His name was Samuel, and he looked no older than I do. He was walking with his son, who was named Isaac. We walked down the road as we talked, and I asked him where he was from. He said that he was from Western Provence, and that he was in Limuru looking for work to support his son and himself. He asked us what we were doing in Kenya. I answered that we were missionaries, and had come to share the message of the cross. His face immediately lit up, and shared that he was a believer as well. He said that he had already found a great church in the community, and loved going every Sunday. I thought, here is this guy who came looking for work, but even before he found a job, he made sure he found his church. I knew then there was something special about Samuel.
As we walked toward our home, Samuel began talking about how it was wonderful that we were following God, even when he called us away from our home. He reminded me about Abraham, and how he was called apart from his family as well. He encouraged me to stay strong in the Lord, to remember that if we tried to do the work using our own power, we would fail. It would only be in relying on the power of Christ that we would succeed. Here I was, in Kenya to encourage the Body of Christ, and I was being ministered to myself. I thought to myself, and then said it aloud, God is good.
One of the best parts for me was that, as we went our separate ways, Samuel did not ask for help. He had just been talking about how God will provide for our every need, and it appeared that he wasn't just talking the talk, but was actively living what he shared. We are often asked for money, simply because of the color of our skin. But here was a man that has not been able to find work, who was simply trusting God to provide for him and his son. I later thought about his son Isaac, and the example that he has in his father of what it means to be a Christian man.
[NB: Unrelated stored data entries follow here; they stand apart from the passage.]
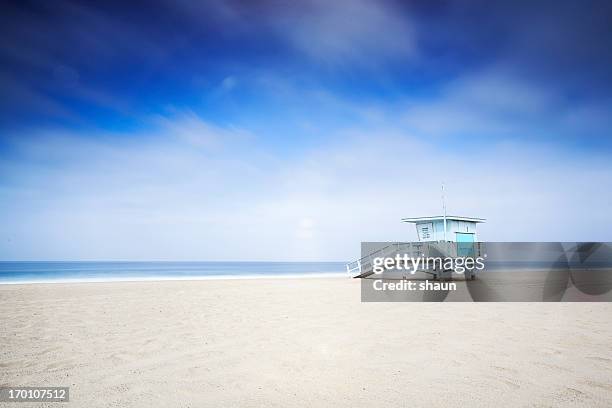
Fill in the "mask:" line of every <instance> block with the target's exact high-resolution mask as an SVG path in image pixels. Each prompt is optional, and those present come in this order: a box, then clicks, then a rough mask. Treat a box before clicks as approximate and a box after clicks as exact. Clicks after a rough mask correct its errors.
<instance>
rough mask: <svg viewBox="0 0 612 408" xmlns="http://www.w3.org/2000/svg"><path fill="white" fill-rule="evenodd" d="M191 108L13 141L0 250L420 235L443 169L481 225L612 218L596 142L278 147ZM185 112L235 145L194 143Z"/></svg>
mask: <svg viewBox="0 0 612 408" xmlns="http://www.w3.org/2000/svg"><path fill="white" fill-rule="evenodd" d="M186 117H187V118H188V119H187V121H186V122H185V117H183V116H181V115H177V116H176V119H172V118H167V121H168V122H166V123H164V124H163V125H162V126H160V127H159V129H157V131H155V132H153V133H152V136H151V137H148V138H145V139H138V141H137V142H136V141H128V140H124V141H122V142H121V143H116V142H112V143H111V142H109V141H108V140H107V141H102V140H101V139H98V140H97V141H94V140H87V139H83V138H81V137H79V136H75V135H69V134H68V135H67V134H61V135H55V136H53V137H52V136H51V135H46V136H45V145H44V148H41V145H40V144H37V143H36V142H35V141H32V142H31V143H30V142H25V141H21V142H19V143H18V144H17V145H16V146H15V149H17V150H18V151H19V154H18V155H17V156H14V159H13V160H3V161H2V165H1V172H2V174H3V178H4V179H5V182H4V183H3V187H2V190H1V193H0V195H1V200H0V202H1V203H2V205H1V207H2V208H1V209H2V211H1V214H2V215H1V216H0V220H1V222H2V225H3V226H4V227H3V233H2V237H1V239H2V245H0V250H1V252H0V256H1V257H2V258H3V259H16V258H38V259H75V258H84V259H152V258H155V259H340V260H341V259H349V258H352V257H354V256H356V255H357V251H358V245H357V243H358V242H360V241H362V240H408V239H414V232H413V231H412V229H411V228H410V227H409V226H408V225H405V224H401V223H400V222H399V219H400V218H402V217H405V216H411V215H417V216H418V215H429V214H432V213H437V212H439V207H440V202H439V196H440V192H439V187H440V184H441V183H442V182H443V181H445V182H446V183H447V188H448V196H449V200H448V202H449V208H450V210H451V211H452V212H453V213H458V214H461V215H474V216H482V217H486V218H488V219H489V224H487V225H485V226H484V227H483V230H482V231H483V238H485V239H488V240H525V239H529V240H563V239H567V240H580V239H584V240H597V239H605V237H606V234H607V231H606V230H605V228H604V227H603V226H605V225H608V224H609V223H610V222H612V219H611V218H610V217H611V216H610V214H612V211H610V210H612V208H610V204H609V203H611V202H612V197H610V196H609V194H608V193H606V190H605V189H602V188H601V186H603V185H606V183H607V180H609V179H610V178H611V177H612V166H610V164H609V162H608V161H607V158H606V157H605V155H596V154H595V155H591V156H590V157H589V159H588V160H585V159H584V158H581V157H579V155H578V154H573V153H572V152H568V151H561V150H559V149H557V148H555V147H554V146H546V147H543V146H542V147H535V146H529V145H522V144H520V143H517V144H508V143H505V144H501V145H494V144H491V145H487V146H482V147H481V148H479V149H473V150H471V151H470V153H469V154H467V155H466V154H465V153H464V152H448V151H440V150H439V149H437V147H436V145H434V144H432V143H430V142H427V141H424V140H422V139H419V138H415V137H412V136H410V135H409V134H406V133H404V132H403V131H401V130H398V129H394V128H392V127H378V128H371V129H368V131H367V132H363V131H361V130H359V129H352V130H351V129H345V130H344V131H343V132H342V134H335V135H333V136H334V137H333V138H332V139H330V142H328V143H326V144H324V145H320V146H318V147H317V148H316V149H312V150H307V151H303V152H302V153H301V154H300V155H299V156H295V155H294V156H292V157H291V158H284V157H283V156H282V155H279V154H271V153H270V152H269V151H266V150H263V149H261V148H258V147H257V144H252V145H250V146H249V147H247V148H242V149H241V148H240V145H241V143H240V142H236V138H234V139H232V137H233V136H232V137H229V138H228V134H229V135H234V133H233V131H229V130H226V129H225V130H223V129H222V130H220V129H218V128H216V127H214V126H212V125H209V124H206V123H204V122H203V121H201V119H198V118H196V117H195V116H194V115H193V114H192V113H187V114H186ZM172 120H176V121H177V123H176V124H175V125H172V126H169V122H171V121H172ZM192 122H196V123H198V124H197V126H194V125H193V123H192ZM183 126H186V127H187V128H188V129H190V132H193V134H200V133H199V132H200V130H198V129H202V130H201V135H202V137H203V138H204V139H205V140H208V138H209V137H214V139H215V140H216V141H218V142H219V143H228V146H234V147H237V148H236V149H232V148H229V149H228V148H224V149H217V150H213V151H210V150H208V149H199V148H196V149H194V145H193V140H192V139H191V138H183V137H177V134H178V133H180V132H177V131H176V130H175V129H177V128H180V127H183ZM228 132H229V133H228ZM241 137H242V132H240V131H239V132H238V133H237V139H240V138H241ZM251 137H254V138H256V137H257V135H251ZM196 146H199V142H196ZM593 197H598V199H597V200H594V199H593ZM561 220H563V222H561ZM598 226H602V227H598Z"/></svg>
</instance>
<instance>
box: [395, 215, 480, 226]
mask: <svg viewBox="0 0 612 408" xmlns="http://www.w3.org/2000/svg"><path fill="white" fill-rule="evenodd" d="M443 219H444V216H443V215H435V216H433V217H413V218H402V222H412V223H417V224H418V223H421V222H428V221H438V220H443ZM446 220H447V221H467V222H473V223H479V222H485V221H486V220H485V219H484V218H474V217H458V216H456V215H447V216H446Z"/></svg>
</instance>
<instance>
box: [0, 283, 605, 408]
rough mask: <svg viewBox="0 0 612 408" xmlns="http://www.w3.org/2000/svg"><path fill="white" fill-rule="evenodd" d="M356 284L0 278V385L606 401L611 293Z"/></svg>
mask: <svg viewBox="0 0 612 408" xmlns="http://www.w3.org/2000/svg"><path fill="white" fill-rule="evenodd" d="M359 296H360V288H359V281H358V280H351V279H270V280H264V279H261V280H216V281H213V280H211V281H193V282H192V281H165V282H109V283H81V284H77V283H71V284H31V285H3V286H0V337H1V344H2V347H1V349H0V384H1V385H2V386H28V385H32V386H69V387H70V402H69V403H68V404H60V405H62V406H71V407H151V406H172V407H207V406H210V407H219V406H246V407H254V406H278V407H281V406H282V407H287V406H290V407H293V406H295V407H298V406H300V407H303V406H311V407H319V406H335V407H372V406H383V407H391V406H440V407H441V406H472V407H474V406H476V407H479V406H482V407H488V406H493V405H495V406H507V407H517V406H536V407H545V406H554V407H566V406H568V407H569V406H599V407H608V406H611V405H612V304H610V303H361V302H360V297H359ZM5 405H7V406H15V404H5ZM49 405H51V406H59V405H58V404H49ZM19 406H20V407H21V406H23V407H26V406H41V404H25V403H21V404H19Z"/></svg>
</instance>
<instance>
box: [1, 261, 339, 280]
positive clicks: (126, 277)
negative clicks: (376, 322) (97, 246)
mask: <svg viewBox="0 0 612 408" xmlns="http://www.w3.org/2000/svg"><path fill="white" fill-rule="evenodd" d="M345 265H346V263H344V262H163V261H159V262H110V261H109V262H90V261H87V262H86V261H74V262H51V261H35V262H31V261H0V284H2V283H44V282H101V281H102V282H104V281H131V280H138V281H142V280H191V279H239V278H265V277H332V276H348V275H347V273H346V269H345Z"/></svg>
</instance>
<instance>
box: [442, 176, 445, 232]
mask: <svg viewBox="0 0 612 408" xmlns="http://www.w3.org/2000/svg"><path fill="white" fill-rule="evenodd" d="M442 211H443V213H444V241H446V198H445V197H444V182H442Z"/></svg>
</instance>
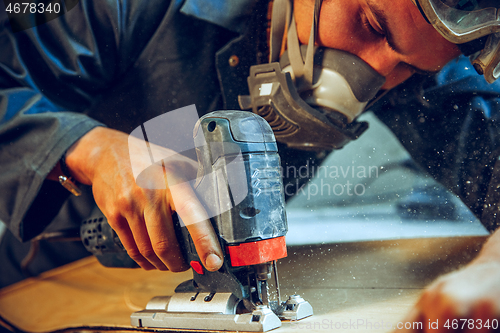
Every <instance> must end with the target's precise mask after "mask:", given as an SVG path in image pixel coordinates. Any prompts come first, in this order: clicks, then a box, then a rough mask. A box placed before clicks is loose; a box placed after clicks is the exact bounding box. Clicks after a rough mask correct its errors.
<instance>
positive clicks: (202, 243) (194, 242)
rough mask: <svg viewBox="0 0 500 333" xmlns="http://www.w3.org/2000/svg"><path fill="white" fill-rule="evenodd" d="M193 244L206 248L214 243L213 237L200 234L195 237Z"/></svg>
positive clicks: (203, 234) (207, 235)
mask: <svg viewBox="0 0 500 333" xmlns="http://www.w3.org/2000/svg"><path fill="white" fill-rule="evenodd" d="M191 236H192V235H191ZM193 242H194V243H195V244H197V245H198V246H202V247H206V246H209V245H210V244H211V243H212V237H210V235H209V234H199V235H196V236H195V238H194V239H193Z"/></svg>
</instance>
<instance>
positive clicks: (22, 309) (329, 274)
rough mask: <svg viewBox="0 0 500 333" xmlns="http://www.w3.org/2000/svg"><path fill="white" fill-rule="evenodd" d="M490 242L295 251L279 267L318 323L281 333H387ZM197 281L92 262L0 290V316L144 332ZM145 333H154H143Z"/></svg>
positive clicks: (285, 279) (282, 260)
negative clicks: (178, 297)
mask: <svg viewBox="0 0 500 333" xmlns="http://www.w3.org/2000/svg"><path fill="white" fill-rule="evenodd" d="M485 239H486V237H482V236H477V237H449V238H423V239H405V240H403V239H401V240H384V241H368V242H354V243H338V244H323V245H305V246H293V247H289V248H288V257H287V258H284V259H282V260H280V261H279V263H278V271H279V279H280V285H281V292H282V294H286V295H290V294H294V293H297V294H300V295H301V296H303V297H304V298H305V299H306V300H308V301H309V302H310V303H311V304H312V306H313V308H314V312H315V313H314V316H312V317H309V318H307V319H304V320H302V321H298V322H284V323H283V325H282V327H281V328H279V329H277V330H275V331H273V332H276V333H280V332H298V331H302V332H328V331H335V332H387V331H391V329H390V327H392V328H394V327H396V325H397V324H398V323H399V322H401V321H403V320H404V318H405V315H406V314H407V312H408V311H409V310H410V309H411V307H412V305H413V304H414V303H415V302H416V300H417V299H418V297H419V294H420V293H421V292H422V290H423V288H424V287H425V286H426V285H427V284H429V283H430V282H431V281H432V280H434V279H435V278H436V277H437V276H439V275H441V274H443V273H447V272H449V271H452V270H454V269H457V268H459V267H460V266H462V265H464V264H466V263H467V262H469V261H470V260H471V259H472V258H473V257H474V256H475V255H476V254H477V252H478V250H479V249H480V247H481V245H482V243H483V242H484V241H485ZM189 278H191V273H190V272H189V271H188V272H184V273H171V272H159V271H144V270H140V269H116V268H113V269H111V268H105V267H103V266H101V265H100V264H99V263H98V262H97V260H96V259H94V258H93V257H89V258H86V259H83V260H80V261H78V262H74V263H72V264H69V265H67V266H64V267H60V268H58V269H55V270H53V271H50V272H47V273H45V274H43V275H41V276H39V277H37V278H30V279H28V280H25V281H22V282H20V283H17V284H15V285H12V286H10V287H7V288H4V289H2V290H0V316H1V317H2V318H3V320H4V321H5V322H6V323H7V324H8V323H10V324H12V325H15V326H16V327H17V328H19V329H21V330H23V331H29V332H52V331H56V330H57V331H59V330H62V331H63V332H92V331H101V330H104V329H106V330H115V331H127V332H131V331H139V329H133V328H132V327H131V326H130V321H129V316H130V314H131V313H132V312H134V311H137V310H141V309H143V308H144V307H145V305H146V303H147V302H148V301H149V299H150V298H152V297H153V296H158V295H170V294H172V293H173V291H174V288H175V287H176V286H177V285H178V284H179V283H180V282H182V281H184V280H187V279H189ZM140 331H153V330H149V329H140Z"/></svg>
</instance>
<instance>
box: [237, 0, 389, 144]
mask: <svg viewBox="0 0 500 333" xmlns="http://www.w3.org/2000/svg"><path fill="white" fill-rule="evenodd" d="M291 1H292V0H275V1H274V4H273V11H272V20H271V42H270V57H269V58H270V61H269V63H268V64H260V65H256V66H252V67H251V68H250V76H249V77H248V87H249V92H250V95H249V96H239V103H240V107H241V108H242V109H252V111H253V112H254V113H256V114H258V115H260V116H262V117H263V118H264V119H266V120H267V121H268V122H269V124H270V125H271V127H272V129H273V131H274V135H275V137H276V139H277V140H278V141H279V142H282V143H285V144H286V145H287V146H289V147H292V148H297V149H303V150H316V151H323V150H332V149H339V148H342V147H343V146H344V145H345V144H346V143H348V142H350V141H351V140H354V139H357V138H358V137H359V136H360V135H361V134H362V133H363V132H364V131H365V130H366V129H367V128H368V124H367V123H366V122H358V121H356V118H357V117H358V116H359V115H360V114H361V113H362V112H363V111H364V110H365V109H366V107H367V105H369V104H370V102H372V101H374V100H375V99H376V98H377V97H379V95H380V93H379V92H380V87H382V85H383V84H384V83H385V78H384V77H383V76H381V75H380V74H378V73H377V72H376V71H375V70H374V69H373V68H372V67H371V66H370V65H368V64H367V63H366V62H364V61H363V60H361V59H360V58H359V57H357V56H355V55H353V54H351V53H348V52H344V51H340V50H335V49H329V48H324V47H317V46H315V45H314V44H315V40H316V34H317V27H318V20H319V12H320V8H321V2H322V0H316V2H315V7H314V14H313V24H312V27H311V34H310V36H309V42H308V45H302V46H300V44H299V39H298V35H297V29H296V24H295V19H294V18H293V14H292V9H291V8H292V3H291ZM285 27H287V28H288V29H287V30H288V33H287V50H286V51H285V52H284V53H283V54H282V55H281V57H280V51H281V44H282V40H283V36H284V33H285ZM278 60H279V61H278Z"/></svg>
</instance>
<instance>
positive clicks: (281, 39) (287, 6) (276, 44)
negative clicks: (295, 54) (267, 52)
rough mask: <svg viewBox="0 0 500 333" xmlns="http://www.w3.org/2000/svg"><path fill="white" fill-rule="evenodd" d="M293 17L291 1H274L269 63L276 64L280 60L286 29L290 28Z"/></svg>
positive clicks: (273, 4)
mask: <svg viewBox="0 0 500 333" xmlns="http://www.w3.org/2000/svg"><path fill="white" fill-rule="evenodd" d="M291 15H292V4H291V2H290V0H274V3H273V12H272V16H271V41H270V44H271V45H270V50H269V62H276V61H278V60H279V56H280V52H281V44H282V43H283V35H284V34H285V27H288V26H290V16H291Z"/></svg>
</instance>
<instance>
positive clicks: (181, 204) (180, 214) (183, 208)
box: [175, 198, 198, 216]
mask: <svg viewBox="0 0 500 333" xmlns="http://www.w3.org/2000/svg"><path fill="white" fill-rule="evenodd" d="M175 208H176V211H177V213H179V215H181V216H183V215H184V214H186V213H194V212H196V211H197V209H198V204H197V202H196V201H195V199H193V198H189V199H188V200H182V201H181V202H180V204H179V205H175Z"/></svg>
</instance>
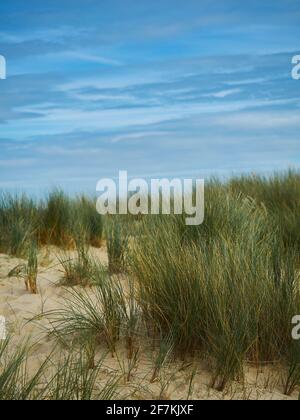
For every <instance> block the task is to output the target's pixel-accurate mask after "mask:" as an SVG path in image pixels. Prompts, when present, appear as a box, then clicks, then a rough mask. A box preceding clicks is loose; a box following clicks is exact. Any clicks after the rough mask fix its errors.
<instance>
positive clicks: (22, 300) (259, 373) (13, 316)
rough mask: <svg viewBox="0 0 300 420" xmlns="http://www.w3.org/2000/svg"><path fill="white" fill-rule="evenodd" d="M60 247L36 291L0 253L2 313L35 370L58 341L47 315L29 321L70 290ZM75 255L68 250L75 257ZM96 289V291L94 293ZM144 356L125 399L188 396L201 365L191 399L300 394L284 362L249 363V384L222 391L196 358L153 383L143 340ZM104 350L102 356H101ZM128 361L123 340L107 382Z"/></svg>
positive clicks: (177, 366) (170, 366)
mask: <svg viewBox="0 0 300 420" xmlns="http://www.w3.org/2000/svg"><path fill="white" fill-rule="evenodd" d="M59 252H60V251H59V250H58V249H56V248H54V247H52V248H48V249H43V250H42V251H41V252H40V254H39V275H38V290H39V293H38V294H37V295H32V294H30V293H29V292H27V291H26V290H25V285H24V281H23V280H22V279H20V278H17V277H10V278H9V277H8V273H9V272H10V271H11V270H12V269H14V268H15V267H16V266H17V265H19V264H21V263H24V261H22V260H20V259H17V258H12V257H9V256H7V255H3V254H0V315H2V316H5V317H6V320H7V326H8V331H9V333H10V334H12V335H13V340H14V342H15V343H16V344H17V343H21V342H22V341H24V340H25V339H26V340H27V339H29V338H30V340H31V341H32V342H33V343H34V344H35V346H34V350H33V353H32V356H31V357H30V359H29V361H30V366H29V368H30V369H32V370H35V369H37V368H38V367H39V365H40V364H41V363H42V361H43V360H45V359H46V358H47V356H48V355H49V353H50V352H51V350H52V348H53V346H54V342H53V340H50V339H49V337H48V335H47V334H46V333H45V331H44V330H43V327H46V328H47V326H48V321H47V319H43V318H42V319H39V322H38V323H37V322H28V320H30V319H32V318H33V317H35V316H37V315H39V314H41V313H44V312H47V311H50V310H53V309H58V308H60V307H61V306H62V305H63V302H64V299H65V298H66V296H67V294H68V290H67V289H66V288H63V287H61V286H60V285H59V282H60V279H61V277H62V267H61V266H60V264H59V261H58V254H59ZM90 252H91V254H92V255H93V257H94V258H98V259H99V260H100V261H101V263H103V264H107V254H106V251H105V250H104V249H101V250H98V249H91V251H90ZM72 255H73V253H72V252H69V256H70V257H72ZM90 293H92V290H91V292H90ZM140 345H141V348H142V351H141V352H140V353H141V356H140V357H139V361H138V364H137V367H136V369H135V370H134V373H133V375H132V376H131V378H130V381H129V382H127V383H125V382H126V381H124V380H122V379H120V386H119V392H120V396H121V397H124V398H125V397H127V398H146V399H152V398H166V399H185V398H187V395H188V393H189V382H190V378H191V375H192V374H193V372H194V370H195V366H196V367H197V373H196V376H195V379H194V381H193V386H192V390H190V398H192V399H261V400H263V399H268V400H269V399H275V400H277V399H280V400H281V399H297V396H298V395H297V393H295V394H294V395H292V397H289V398H288V397H286V396H284V395H283V394H282V386H281V382H280V377H281V373H282V372H281V369H280V367H279V366H272V367H270V366H266V367H260V368H259V369H257V368H255V367H252V366H247V367H246V383H245V384H239V383H233V384H232V385H231V386H230V387H229V388H227V389H226V391H225V392H222V393H218V392H216V391H215V390H212V389H211V388H210V387H209V384H210V380H211V377H210V373H209V367H208V366H206V364H205V363H203V362H201V361H200V360H197V358H196V357H195V359H194V360H192V361H191V363H186V364H185V365H182V364H180V363H171V364H169V365H168V366H167V367H166V368H165V369H164V372H163V375H162V378H160V380H159V381H157V382H155V383H151V382H150V379H151V372H152V363H153V362H152V361H153V352H152V349H151V348H150V347H149V346H148V345H147V343H142V342H141V343H140ZM100 356H101V355H100V353H99V357H100ZM122 360H123V361H124V360H126V350H125V347H124V345H123V344H122V343H120V344H119V346H118V348H117V357H112V356H111V355H107V356H106V358H105V362H104V365H103V368H102V370H101V375H103V380H105V379H107V378H109V377H110V376H111V375H116V376H120V377H122V375H123V374H124V372H123V370H122V367H121V366H122V362H120V361H122Z"/></svg>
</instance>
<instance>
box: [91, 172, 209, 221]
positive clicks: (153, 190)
mask: <svg viewBox="0 0 300 420" xmlns="http://www.w3.org/2000/svg"><path fill="white" fill-rule="evenodd" d="M96 190H97V191H98V192H100V193H101V194H100V197H99V198H98V199H97V211H98V213H99V214H102V215H105V214H128V213H129V214H132V215H138V214H144V215H148V214H152V215H155V214H156V215H158V214H185V215H186V216H187V217H186V219H185V223H186V225H193V226H195V225H201V224H202V223H203V221H204V180H203V179H194V180H193V179H183V180H182V179H179V178H173V179H171V180H169V179H166V178H164V179H151V180H150V182H147V181H146V180H145V179H142V178H134V179H131V180H129V179H128V173H127V171H120V172H119V180H118V182H116V181H115V180H114V179H112V178H104V179H100V181H99V182H98V183H97V187H96Z"/></svg>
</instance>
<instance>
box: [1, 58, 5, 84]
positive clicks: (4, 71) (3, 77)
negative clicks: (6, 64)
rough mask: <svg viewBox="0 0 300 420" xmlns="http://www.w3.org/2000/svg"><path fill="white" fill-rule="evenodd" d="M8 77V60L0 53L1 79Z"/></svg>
mask: <svg viewBox="0 0 300 420" xmlns="http://www.w3.org/2000/svg"><path fill="white" fill-rule="evenodd" d="M4 79H6V60H5V57H3V55H0V80H4Z"/></svg>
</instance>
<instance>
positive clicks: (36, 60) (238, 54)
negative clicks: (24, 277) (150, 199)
mask: <svg viewBox="0 0 300 420" xmlns="http://www.w3.org/2000/svg"><path fill="white" fill-rule="evenodd" d="M297 54H300V0H284V1H283V0H264V1H261V0H248V1H247V2H242V1H240V0H216V1H211V0H185V1H183V0H159V1H158V0H152V1H149V0H59V1H58V0H43V1H40V0H30V1H27V0H1V2H0V55H2V56H4V57H5V59H6V63H7V78H6V79H5V80H0V189H2V190H10V191H26V192H28V193H35V194H41V193H43V192H45V191H48V190H49V189H51V188H53V187H61V188H64V189H65V190H67V191H70V192H79V191H80V192H92V191H95V188H96V183H97V181H98V180H99V179H100V178H103V177H105V178H107V177H113V178H116V177H117V176H118V172H119V171H120V170H127V171H128V175H129V177H144V178H145V177H146V178H150V177H154V178H162V177H169V178H171V177H182V178H183V177H186V178H187V177H204V178H208V177H210V176H212V175H217V176H220V177H227V176H231V175H232V174H240V173H252V172H255V173H264V174H268V173H271V172H272V171H282V170H286V169H287V168H290V167H292V168H299V167H300V80H294V79H293V78H292V77H291V71H292V67H293V65H292V63H291V61H292V57H293V56H294V55H297Z"/></svg>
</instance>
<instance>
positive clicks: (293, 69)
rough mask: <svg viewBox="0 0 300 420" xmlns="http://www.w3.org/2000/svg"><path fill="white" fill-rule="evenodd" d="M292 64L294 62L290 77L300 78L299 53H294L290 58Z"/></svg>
mask: <svg viewBox="0 0 300 420" xmlns="http://www.w3.org/2000/svg"><path fill="white" fill-rule="evenodd" d="M292 64H294V67H293V69H292V78H293V79H294V80H299V79H300V55H294V57H293V58H292Z"/></svg>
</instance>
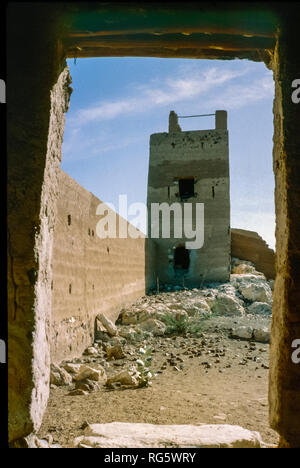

I was deeply encouraged by our short conversation we had, walking down the road from Brackenhurst. I was stirred up in my spirit from seeing this man's faith, and from seeing the way his son looked up at him as we walked. His son looked like he was proud that Samuel was his father. I looked down at Christopher, whom I was pushing in his stroller. I hope that one day, Christopher and Josiah will be able to look up to me with that same pride.